Training ambulance crew
Varakantham and his team are now working on a game to help train people aboard ambulances, which he hopes the Singapore Civil Defence Force (SCDF) will use in the near future. “These are people who have some amount of medical knowledge but not necessarily in an ambulance or emergency response context, so you have to cross-train them to assist the paramedics,” explains Varakantham, who has worked closely with the SCDF for many years.
He describes his new game as akin to training pilots using a flight simulator. Trainees are first given reading materials to learn the theoretical side of things, before being asked to play the game, which is set in the back of an ambulance. The goal is to stablise the patient before the ambulance arrives at the hospital and the trainee has to figure out the best path of action given the symptoms the patient presents — severe burns, bleeding, cardiac arrest, and so on.
“What medical equipment should they use? Where can they find that in the ambulance? When is the right time to use it?” are some factors trainees have to consider during the game, says Varakantham.
The AI-based training system offers many benefits. For one, it “reminds people of all the things they have to read and remember in a more accessible and fun manner,” he says. “The system can assess where the knowledge gaps are and generate scenarios to remind trainees what needs to be done in certain instances. So it’s like a trigger.”
For another, the AI trainer can simulate a host of scenarios — more than training with a physical manikin ever could. “Those are all fixed and maybe you have 10 scenarios you can play with,” says Varakantham. Instead, his game employs data taken from up to 90 emergency scenarios found on the internet, making for a varied gameplay.
“This also ensures a trainee has seen all kinds of challenging situations at least once and you’re not generating the same type of situation many times,” he adds.
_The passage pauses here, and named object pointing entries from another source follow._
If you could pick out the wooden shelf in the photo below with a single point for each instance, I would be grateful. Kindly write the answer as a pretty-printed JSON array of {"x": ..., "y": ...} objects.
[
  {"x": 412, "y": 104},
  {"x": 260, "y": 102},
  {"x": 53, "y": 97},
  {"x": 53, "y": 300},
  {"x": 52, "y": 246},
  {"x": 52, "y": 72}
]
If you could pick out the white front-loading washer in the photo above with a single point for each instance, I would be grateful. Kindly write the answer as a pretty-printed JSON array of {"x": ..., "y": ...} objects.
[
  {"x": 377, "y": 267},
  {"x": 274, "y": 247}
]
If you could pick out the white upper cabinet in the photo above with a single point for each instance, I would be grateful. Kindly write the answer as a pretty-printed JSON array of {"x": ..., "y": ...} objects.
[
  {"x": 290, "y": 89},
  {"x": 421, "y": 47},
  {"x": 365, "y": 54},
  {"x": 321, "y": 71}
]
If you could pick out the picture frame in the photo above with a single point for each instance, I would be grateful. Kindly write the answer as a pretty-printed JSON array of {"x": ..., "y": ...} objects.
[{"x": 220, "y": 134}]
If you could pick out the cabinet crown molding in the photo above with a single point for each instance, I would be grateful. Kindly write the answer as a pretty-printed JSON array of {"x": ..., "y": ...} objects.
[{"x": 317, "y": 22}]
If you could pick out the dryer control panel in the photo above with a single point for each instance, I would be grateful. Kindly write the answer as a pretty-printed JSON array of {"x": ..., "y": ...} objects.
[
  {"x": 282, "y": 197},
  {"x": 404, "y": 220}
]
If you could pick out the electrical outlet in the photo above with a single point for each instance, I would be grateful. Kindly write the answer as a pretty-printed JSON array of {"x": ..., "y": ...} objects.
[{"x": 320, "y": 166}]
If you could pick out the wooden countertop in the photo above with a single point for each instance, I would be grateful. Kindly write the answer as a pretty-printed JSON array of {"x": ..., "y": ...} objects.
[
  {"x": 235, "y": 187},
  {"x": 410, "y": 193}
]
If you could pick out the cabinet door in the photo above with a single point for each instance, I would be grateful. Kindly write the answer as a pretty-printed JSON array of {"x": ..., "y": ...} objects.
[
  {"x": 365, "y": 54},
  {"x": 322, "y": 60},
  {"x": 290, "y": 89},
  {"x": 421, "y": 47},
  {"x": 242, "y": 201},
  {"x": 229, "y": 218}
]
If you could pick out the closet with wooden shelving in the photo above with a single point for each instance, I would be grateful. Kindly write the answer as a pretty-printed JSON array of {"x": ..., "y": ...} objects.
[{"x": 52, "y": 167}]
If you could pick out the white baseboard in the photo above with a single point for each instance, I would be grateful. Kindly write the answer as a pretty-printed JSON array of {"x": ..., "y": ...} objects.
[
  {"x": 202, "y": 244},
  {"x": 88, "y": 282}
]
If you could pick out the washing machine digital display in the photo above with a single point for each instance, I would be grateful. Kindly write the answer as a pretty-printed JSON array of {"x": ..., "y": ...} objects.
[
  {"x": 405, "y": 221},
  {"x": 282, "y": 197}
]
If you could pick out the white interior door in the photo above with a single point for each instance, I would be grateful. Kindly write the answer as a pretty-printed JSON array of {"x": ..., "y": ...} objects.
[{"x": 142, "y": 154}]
This aspect is crucial as it helps avoid unwanted side effects to the training, for example, “creating a bias so the person always thinks only certain kinds of scenarios occur.”
“If you get 25 sunburn cases and only one cardiac arrest, it’s probably not good as your trainee paramedic might forget how to deal with scenarios they’ve only seen once,” says Varakantham. “So you have to be mindful that there is no lopsided training happening.” To ensure the AI trainer doesn’t generate a particular scenario too often, his team use a method called constrained reinforcement learning.
In the future, Varakantham wants to improve his AI trainer further to accommodate multiple trainings whereby a team of people work together fulfilling different roles — for instance, a paramedic and an assistant working alongside each other in an ambulance. He also plans to incorporate more complex training set-ups into his models, where “the situations are longer and there are a lot more complexities assessing what the person knows.”
Reflecting on his work, Varakantham sees AI-based trainers as having broad applications in the future. “You can use it in many different set-ups, for instance training nurses on the safety of patients or construction workers on how to deal with different scenarios in a safe manner,” he says. “The game itself is a symbolism for many training tasks.”